Let me help you help yourself!


3 Responses

  1. What about becoming a counselor appeals to you? I think you’re wise in getting a lot more information before making that, or any, career move.

    I’ve always been interested in personal growth, so when it was time to go back to work after staying at home with my daughter for 10 years, I seriously considered becoming certified as a counselor. I ended up refreshing my computer programming skills and getting the best job of my life using my background in physics (see )

    I didn’t give up on using my experience in personal growth–I taught classes at the local community college and led ongoing groups on the subject. It was a good choice for me.

    I notice you didn’t mention the Myers-Briggs Type Indicator. Have you ever taken it? It’s a great way of getting in touch with what you really like to do. It was designed to help people find jobs that matched their interests.

    Do me a favor and take it (or something similar) and share the results with us in a post. We’re rooting for you!

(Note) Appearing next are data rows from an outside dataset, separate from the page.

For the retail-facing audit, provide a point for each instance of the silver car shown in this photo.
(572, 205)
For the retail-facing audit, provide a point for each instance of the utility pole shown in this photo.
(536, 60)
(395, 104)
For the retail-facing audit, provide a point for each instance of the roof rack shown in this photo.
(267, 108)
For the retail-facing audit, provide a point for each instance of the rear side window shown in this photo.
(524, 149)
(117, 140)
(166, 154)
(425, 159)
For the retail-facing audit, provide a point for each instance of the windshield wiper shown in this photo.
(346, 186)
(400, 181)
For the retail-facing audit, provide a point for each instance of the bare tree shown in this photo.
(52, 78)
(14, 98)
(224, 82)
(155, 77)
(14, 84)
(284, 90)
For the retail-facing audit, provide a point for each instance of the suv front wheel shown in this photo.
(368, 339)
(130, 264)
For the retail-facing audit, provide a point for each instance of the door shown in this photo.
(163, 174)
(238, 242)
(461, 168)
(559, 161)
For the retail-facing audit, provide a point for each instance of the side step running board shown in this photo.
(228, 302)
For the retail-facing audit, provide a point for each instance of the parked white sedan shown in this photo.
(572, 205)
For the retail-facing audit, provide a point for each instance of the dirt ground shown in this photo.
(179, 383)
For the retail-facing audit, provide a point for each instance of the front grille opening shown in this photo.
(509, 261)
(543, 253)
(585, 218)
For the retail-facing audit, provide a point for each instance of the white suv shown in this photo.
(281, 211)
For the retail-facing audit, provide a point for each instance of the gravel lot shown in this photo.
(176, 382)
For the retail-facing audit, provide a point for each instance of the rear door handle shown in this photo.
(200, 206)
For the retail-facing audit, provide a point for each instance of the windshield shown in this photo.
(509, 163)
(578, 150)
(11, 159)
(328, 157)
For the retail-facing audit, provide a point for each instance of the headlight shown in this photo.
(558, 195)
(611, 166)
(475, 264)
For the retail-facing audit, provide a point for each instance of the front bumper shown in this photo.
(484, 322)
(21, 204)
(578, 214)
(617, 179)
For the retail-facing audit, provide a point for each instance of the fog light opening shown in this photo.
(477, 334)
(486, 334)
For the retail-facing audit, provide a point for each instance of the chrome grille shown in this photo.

  2. Another thing I would add to the list is cut down on your material standard of living. Pay off your truck debt and start saving money. My husband and I have always lived below our means and it’s given us incredible freedom.

    You say you’re comfortable but unhappy. I have a different view of comfort zones: I was lucky enough to be depressed when I was a kid, and the experience gave me enough motivation to last the rest of my life. I realized then that material things could never fill the emptiness inside me, so I never fell into that trap.

  3. @Jean – Thanks for the response, information, and the question. Emphasis on the question.
    The most appealing idea about becoming a counselor is helping others with and through personal challenges that they are facing.
    The “idea” or desire to become a counselor stems from my 2 week stint at Cumberland Heights I think. The counselors there really touched a part of me that I feel necessary to spread to others. To “pay it forward” so to speak. I can’t recall a day since where I didn’t have this desire.
    And don’t worry. I’m not going to walk in the office and turn in my keys tomorrow. This is a long path for me and I’m just at the beginning. I may find, after researching, that this is just a phase or it’s just not feasible. I’ll cross that bridge when I get there.
    Take your pen or pencil and write 10. Take MBTI up there on your monitor in The Plan section. I’ve added it to my goals. I may have to modify that plan next week already.
    Again thanks so much for the input. Very valuable.